1) un climat de liberté psychologique dans lequel la critique est suspendue, où l’évaluation extérieure est inexistante, où  il n’ y a pas de jugement constant, où l’entourage manifeste une réelle compréhension empathique, où la valeur de chaque personne est admise inconditionnellement ;

2) un climat de sécurité psychologique, c’est-à-dire un climat dans lequel on peut s’exprimer sans réserve et ressentir le droit de se sentir confus, d’avoir tort, d’avoir peur, où les tâtonnements sont encouragés, où l’erreur est acceptée, où l’expression de soi est suscitée, où l’on peut apprendre sans risques, explorer de nouvelles avenues et aller à la rencontre de soi et des autres sans avoir à se protéger constamment.

Pourtant, il y a des classes qui autorisent  tout cela et ça ne suffit pas. On peut se demander si la spécificité du groupe n’est pas alors déterminante et  si  sa constitution favorise l’expression de tous. La réponse  semble se calquer sur la vitalité même du groupe que les enseignants  perçoivent  intuitivement  lorsqu’ils font allusion à un groupe plus dynamique ou plus amorphe.

Bien qu’en psychosociologie, on analyse de tels phénomènes,  c’est surtout en  génagogie que l’on s’efforce de bien les comprendre.  À mon avis, il est intéressant de considérer un  groupe au-delà de la somme des individus qui le constituent, comme une entité vivante  autonome dotée d’un mode d’expression qui lui est propre. Voilà pourquoi j’aime tant  le modèle développé par Bouvard et Buisson que je trouve particulièrement éclairant  car il concerne n’importe quelle sorte de groupe, incluant les groupes-classes :

–       Au début de la constitution d’un groupe, tout le monde désire que cela fonctionne et y met du sien.

–       Puis, vient un moment où chacun désire affirmer sa différence et sa personnalité afin que tous puissent   constater  la richesse de leur apport et la nécessité de leur  présence.
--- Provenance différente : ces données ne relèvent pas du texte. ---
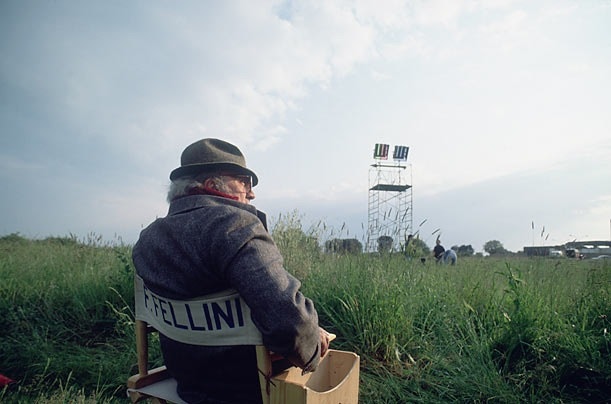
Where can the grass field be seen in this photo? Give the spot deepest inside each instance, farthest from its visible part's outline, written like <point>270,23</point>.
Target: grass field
<point>494,330</point>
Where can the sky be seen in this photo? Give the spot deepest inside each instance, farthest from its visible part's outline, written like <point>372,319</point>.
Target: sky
<point>505,106</point>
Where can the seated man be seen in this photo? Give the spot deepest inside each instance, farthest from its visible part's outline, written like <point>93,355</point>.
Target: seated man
<point>212,240</point>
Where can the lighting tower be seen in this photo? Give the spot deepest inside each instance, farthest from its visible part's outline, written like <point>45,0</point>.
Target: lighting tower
<point>390,199</point>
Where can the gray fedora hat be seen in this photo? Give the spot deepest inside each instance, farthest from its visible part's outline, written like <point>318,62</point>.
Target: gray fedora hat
<point>212,155</point>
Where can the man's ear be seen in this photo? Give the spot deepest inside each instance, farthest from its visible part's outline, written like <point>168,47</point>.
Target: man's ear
<point>210,184</point>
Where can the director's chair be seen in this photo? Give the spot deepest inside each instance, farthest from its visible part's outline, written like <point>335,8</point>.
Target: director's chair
<point>336,379</point>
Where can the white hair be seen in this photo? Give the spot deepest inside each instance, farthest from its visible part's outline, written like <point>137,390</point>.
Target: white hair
<point>183,186</point>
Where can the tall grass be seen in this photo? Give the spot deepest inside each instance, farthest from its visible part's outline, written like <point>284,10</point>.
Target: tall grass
<point>500,330</point>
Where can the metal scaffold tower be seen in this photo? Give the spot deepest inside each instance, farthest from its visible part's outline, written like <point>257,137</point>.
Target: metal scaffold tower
<point>390,201</point>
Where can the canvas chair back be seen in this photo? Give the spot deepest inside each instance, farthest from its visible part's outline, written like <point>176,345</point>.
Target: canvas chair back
<point>224,319</point>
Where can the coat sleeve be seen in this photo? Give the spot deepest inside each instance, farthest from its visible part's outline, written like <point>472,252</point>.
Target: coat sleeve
<point>252,265</point>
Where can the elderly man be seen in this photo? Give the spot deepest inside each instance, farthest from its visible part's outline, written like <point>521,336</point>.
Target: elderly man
<point>211,240</point>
–       Dès ce moment, des affinités émergent : les êtres se rapprochent ou s’éloignent.

–        Puis spontanément surviennent des sous-groupes plus ou moins  apparents qui  coexistent pacifiquement pour un  bon moment.

–        Cependant, à la longue surgit un phénomène  de prise de pouvoir symbolique qui note l’ascendant de certains sous-groupes ou même d’un seul. Les jeux d’influence sont alors manifestes.

–       C’est à ce moment critique et capital que doit intervenir un animateur de qualité faisant partie du groupe, idéalement l’enseignant. Et là, deux  choses peuvent survenir :

  • ou bien  la régulation réussit en terme d’intégration et le groupe se réunifie,
  • ou bien la régulation échoue et le sous-groupe le plus fort tente de coloniser les autres membres (les élèves en l’occurrence) et va même jusqu’à en expulser, à en rejeter, à en victimiser (symboliquement ou non).

Il me semble intéressant de considérer cette réalité groupale. Quelques questions surgissent : Y a-t-il des élèves qui assument un leadership évident (positif ou négatif)?  Quels sont ceux et celles qui  prennent  spontanément la parole et la monopolisent, qui ont toujours quelque-chose à dire ou qui terrorisent parfois leurs semblables en les confinant au silence?

Que se passe-t-il au juste quand on analyse le moindrement la configuration groupale? Souvent des relations se sont tissées au fil du temps puisque, dans certains milieux, les élèves demeurent ensemble année après année et pensent se connaître, se permettant des jugements intempestifs sur autrui et valorisant certains d’entre eux au détriment de d’autres.

Que faire alors? Je pense avec reconnaissance à Marshal Rosenberg, un disciple  de Carl Rogers, qui a développé un modèle de communication bienveillante (ou communication non violente CNV) et qui  a notamment écrit «Les mots sont des fenêtres (ou des murs)».

C’est en effet tout un défi que d’apprendre à échanger en prenant  soin des autres, en les invitant dans l’espace communicationnel qu’est la classe. Ce n’est pas évident d’accueillir chacun véritablement, d’interagir sans se sentir menacé, sans se sentir obligé d’ignorer ou d’écraser les autres pour s’affirmer. Heureusement, cela s’apprend et les stratégies socioaffectives permettent de soutenir avantageusement les apprentissages requérant des stratégies cognitives et métacognitives.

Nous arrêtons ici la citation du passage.